LAS VEGAS – Testing for performance-enhancing drugs was one of the primary reasons Caleb Plant didn’t fight Canelo Alvarez on September 18.

As negotiations dragged on for their super middleweight title unification fight, Plant and Alvarez ran out of time over the summer to undergo two full months of testing administered by the Voluntary Anti-Doping Association. That was a non-starter for Plant, who was adamant about Alvarez adhering to VADA’s testing standards for at least two full months.

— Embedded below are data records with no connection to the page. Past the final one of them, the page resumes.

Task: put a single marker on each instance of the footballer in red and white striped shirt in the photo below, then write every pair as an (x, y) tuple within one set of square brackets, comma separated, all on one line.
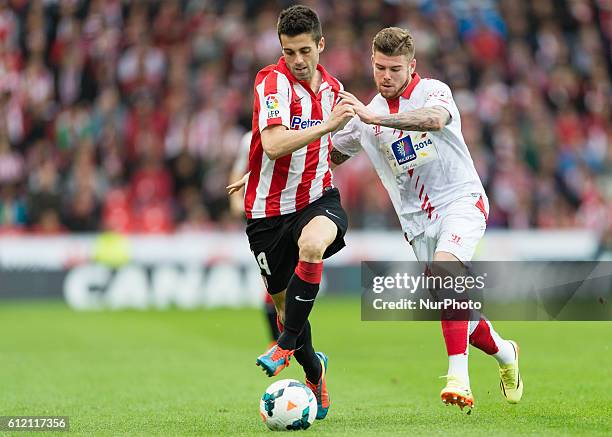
[(294, 215)]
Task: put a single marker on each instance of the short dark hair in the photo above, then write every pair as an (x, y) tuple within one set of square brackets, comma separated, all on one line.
[(393, 41), (297, 20)]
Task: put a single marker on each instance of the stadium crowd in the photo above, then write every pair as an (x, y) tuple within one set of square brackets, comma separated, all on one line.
[(127, 115)]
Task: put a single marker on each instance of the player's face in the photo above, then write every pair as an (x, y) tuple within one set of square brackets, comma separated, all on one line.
[(392, 73), (302, 54)]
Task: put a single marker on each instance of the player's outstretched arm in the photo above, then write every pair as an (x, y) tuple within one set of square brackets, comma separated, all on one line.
[(423, 119), (278, 141), (234, 187), (337, 157)]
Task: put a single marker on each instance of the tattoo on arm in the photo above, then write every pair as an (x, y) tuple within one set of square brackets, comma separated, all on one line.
[(337, 157), (423, 119)]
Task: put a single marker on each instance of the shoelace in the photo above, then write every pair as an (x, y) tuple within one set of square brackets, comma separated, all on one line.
[(280, 353), (508, 378)]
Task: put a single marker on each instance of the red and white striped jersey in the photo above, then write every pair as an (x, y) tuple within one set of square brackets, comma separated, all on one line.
[(288, 184)]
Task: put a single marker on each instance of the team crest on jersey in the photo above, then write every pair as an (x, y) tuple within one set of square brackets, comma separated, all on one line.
[(271, 103), (403, 150), (298, 122)]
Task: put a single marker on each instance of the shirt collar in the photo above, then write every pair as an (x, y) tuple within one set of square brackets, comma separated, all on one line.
[(413, 83)]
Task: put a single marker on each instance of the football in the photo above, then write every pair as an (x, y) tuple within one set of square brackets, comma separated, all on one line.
[(288, 405)]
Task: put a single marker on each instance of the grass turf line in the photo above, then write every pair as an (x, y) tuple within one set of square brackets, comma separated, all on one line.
[(193, 373)]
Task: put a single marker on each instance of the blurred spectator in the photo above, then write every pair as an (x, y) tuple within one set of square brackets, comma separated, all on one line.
[(126, 116)]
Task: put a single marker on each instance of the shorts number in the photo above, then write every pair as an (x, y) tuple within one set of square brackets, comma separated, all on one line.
[(263, 263)]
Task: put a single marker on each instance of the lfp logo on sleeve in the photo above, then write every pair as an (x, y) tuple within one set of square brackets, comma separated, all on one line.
[(272, 105)]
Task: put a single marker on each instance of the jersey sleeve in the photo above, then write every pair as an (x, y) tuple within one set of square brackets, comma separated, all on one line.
[(273, 93), (348, 140), (439, 94)]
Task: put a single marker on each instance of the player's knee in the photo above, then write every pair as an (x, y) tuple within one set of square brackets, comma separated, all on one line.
[(311, 248), (280, 313)]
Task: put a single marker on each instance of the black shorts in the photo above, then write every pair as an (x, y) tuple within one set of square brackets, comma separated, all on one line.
[(273, 240)]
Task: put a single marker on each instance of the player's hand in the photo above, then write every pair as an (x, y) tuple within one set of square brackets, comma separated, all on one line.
[(234, 187), (361, 110), (340, 116)]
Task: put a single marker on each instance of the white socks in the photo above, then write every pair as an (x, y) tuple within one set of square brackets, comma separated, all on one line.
[(458, 366)]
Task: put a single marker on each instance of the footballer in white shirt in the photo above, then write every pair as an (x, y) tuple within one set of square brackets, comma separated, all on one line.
[(411, 132)]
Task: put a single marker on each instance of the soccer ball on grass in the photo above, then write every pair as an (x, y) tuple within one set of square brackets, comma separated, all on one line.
[(288, 405)]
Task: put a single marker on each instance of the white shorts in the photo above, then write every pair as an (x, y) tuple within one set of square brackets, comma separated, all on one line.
[(458, 230)]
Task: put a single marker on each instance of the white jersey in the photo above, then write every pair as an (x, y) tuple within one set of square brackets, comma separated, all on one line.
[(422, 171), (241, 163)]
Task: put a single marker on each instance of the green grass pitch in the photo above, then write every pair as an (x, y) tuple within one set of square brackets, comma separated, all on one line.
[(194, 373)]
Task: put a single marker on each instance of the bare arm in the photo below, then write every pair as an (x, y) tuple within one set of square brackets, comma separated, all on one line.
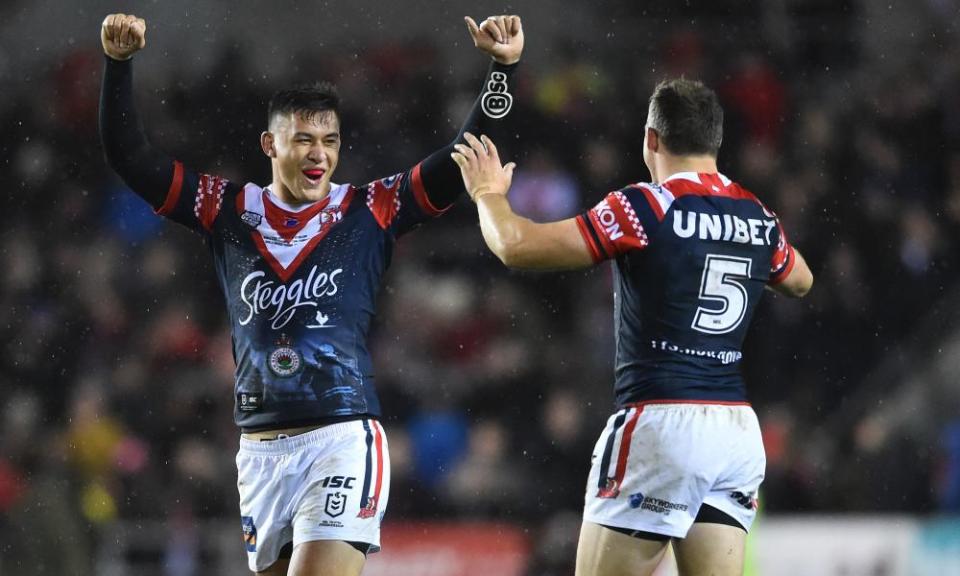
[(145, 169), (798, 281), (501, 37), (517, 241)]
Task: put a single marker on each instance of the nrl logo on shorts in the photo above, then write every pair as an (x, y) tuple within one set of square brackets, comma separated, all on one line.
[(370, 510), (285, 361), (336, 504), (610, 490)]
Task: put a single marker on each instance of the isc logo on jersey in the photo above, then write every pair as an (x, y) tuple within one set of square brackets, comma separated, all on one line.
[(726, 227), (281, 301)]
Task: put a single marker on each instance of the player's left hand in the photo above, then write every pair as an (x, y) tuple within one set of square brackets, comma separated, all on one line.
[(499, 36), (480, 167)]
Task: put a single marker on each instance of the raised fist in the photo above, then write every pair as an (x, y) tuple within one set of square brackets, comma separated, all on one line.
[(122, 35), (499, 36)]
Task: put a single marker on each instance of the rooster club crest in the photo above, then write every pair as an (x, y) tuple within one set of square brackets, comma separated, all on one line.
[(285, 361), (331, 216), (251, 219), (370, 510), (335, 505)]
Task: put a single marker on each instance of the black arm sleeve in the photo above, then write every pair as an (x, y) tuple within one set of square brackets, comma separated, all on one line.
[(489, 115), (145, 170)]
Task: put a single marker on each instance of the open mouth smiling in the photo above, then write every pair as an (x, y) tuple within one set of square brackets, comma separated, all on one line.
[(314, 174)]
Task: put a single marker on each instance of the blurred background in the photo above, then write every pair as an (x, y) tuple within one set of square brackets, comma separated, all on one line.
[(116, 437)]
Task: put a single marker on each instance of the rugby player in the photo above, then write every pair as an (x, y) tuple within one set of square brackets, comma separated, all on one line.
[(299, 262), (681, 459)]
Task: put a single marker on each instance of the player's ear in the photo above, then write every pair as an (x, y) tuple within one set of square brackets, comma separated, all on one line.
[(266, 144), (652, 140)]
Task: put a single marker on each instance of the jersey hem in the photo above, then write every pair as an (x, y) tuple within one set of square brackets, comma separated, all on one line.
[(173, 193)]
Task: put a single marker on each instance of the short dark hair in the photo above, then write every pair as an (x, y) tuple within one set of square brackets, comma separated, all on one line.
[(687, 116), (310, 101)]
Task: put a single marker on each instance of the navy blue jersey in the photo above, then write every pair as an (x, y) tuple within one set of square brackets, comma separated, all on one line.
[(300, 285), (692, 256)]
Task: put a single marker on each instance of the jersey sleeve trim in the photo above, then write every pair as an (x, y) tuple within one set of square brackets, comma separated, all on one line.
[(658, 209), (209, 200), (420, 194), (590, 238), (781, 275), (606, 247), (173, 193)]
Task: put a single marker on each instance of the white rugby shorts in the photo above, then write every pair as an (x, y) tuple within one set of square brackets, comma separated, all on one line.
[(331, 483), (656, 463)]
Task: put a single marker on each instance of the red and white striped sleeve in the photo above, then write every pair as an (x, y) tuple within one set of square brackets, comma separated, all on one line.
[(613, 227)]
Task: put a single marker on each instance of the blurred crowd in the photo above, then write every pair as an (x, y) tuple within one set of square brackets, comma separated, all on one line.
[(115, 359)]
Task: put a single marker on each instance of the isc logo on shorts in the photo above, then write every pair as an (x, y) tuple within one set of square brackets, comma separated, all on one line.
[(338, 482)]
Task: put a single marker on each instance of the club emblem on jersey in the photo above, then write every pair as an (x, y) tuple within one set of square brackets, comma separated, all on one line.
[(251, 219), (336, 504), (285, 361), (320, 321)]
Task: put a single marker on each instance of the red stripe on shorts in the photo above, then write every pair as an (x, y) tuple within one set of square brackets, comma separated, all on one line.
[(625, 446)]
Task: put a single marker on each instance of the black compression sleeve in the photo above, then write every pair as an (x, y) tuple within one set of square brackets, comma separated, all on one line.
[(489, 115), (145, 170)]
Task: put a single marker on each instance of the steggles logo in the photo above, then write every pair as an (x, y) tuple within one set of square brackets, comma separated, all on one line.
[(281, 301)]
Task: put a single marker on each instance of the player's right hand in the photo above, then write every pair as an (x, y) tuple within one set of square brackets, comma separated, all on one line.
[(499, 36), (122, 35), (480, 167)]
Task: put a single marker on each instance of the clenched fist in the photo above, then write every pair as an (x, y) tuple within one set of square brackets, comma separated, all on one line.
[(122, 35), (499, 36)]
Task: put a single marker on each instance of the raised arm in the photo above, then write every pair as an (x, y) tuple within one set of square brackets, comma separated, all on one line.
[(502, 38), (145, 170), (798, 280), (517, 241)]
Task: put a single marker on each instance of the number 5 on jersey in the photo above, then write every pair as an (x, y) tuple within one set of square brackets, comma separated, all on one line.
[(720, 284)]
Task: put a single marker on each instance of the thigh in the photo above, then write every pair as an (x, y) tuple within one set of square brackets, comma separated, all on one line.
[(604, 552), (326, 558), (711, 549), (278, 568)]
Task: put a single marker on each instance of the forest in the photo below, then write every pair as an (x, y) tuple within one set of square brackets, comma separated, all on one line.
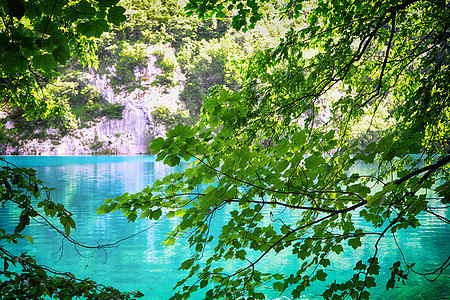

Once they targeted November 6 as the new date for their fight, Plant was afforded more than enough time to feel comfortable with the amount of testing that was done before their fight. The Nevada State Athletic Commission performs pre-fight and post-fight PED testing as well, but the bulk of the testing was performed by VADA, which runs the WBC’s “Clean Boxing Program.”

Alvarez owns the WBC, WBA and WBO 168-pound championships. Plant is the IBF super middleweight champion.

With fight night almost here, Plant is satisfied with the level of testing that was done during the buildup toward their Showtime Pay-Per-View main event at MGM Grand Garden Arena (9 p.m. EDT; $79.99).

“Quite a few times,” Plant told a small group of reporters at MGM Grand when asked how many times VADA tested him during training camp. “I mean, I don’t have the exact number, but I feel like we’re in a good spot.”

Plant is not aware of how many times Alvarez was tested before this fight, either.

“I don’t really know too much about what they got going on,” Plant said. “All I can say is that, you know, I feel like we’re in a good spot as far as testing goes. I feel like we’re in a good spot with testing.”

Mexico’s Alvarez, 31, has been criticized by former opponents, Plant and potential opponents for twice testing positive for clenbuterol, a banned substance, in February 2018. Those two failed tests led to a six-month suspension by the NSAC and caused a four-month postponement of his immediate rematch against Gennadiy Golovkin.

Alvarez (56-1-2, 38 KOs), a four-division champion from Guadalajara, has not tested positive for any PEDs since those two instances, which Alvarez blamed on consuming contaminated meat in his native country. Plant (21-0, 12 KOs), of Ashland City, Tennessee, has never tested positive for a banned substance since he turned pro in May 2014.

Barring a draw, the Alvarez-Plant winner will become just the sixth fully unified champion within any division during boxing’s four-belt era. Caesars Sportsbook lists Alvarez as a 9-1 favorite to win their 12-round fight.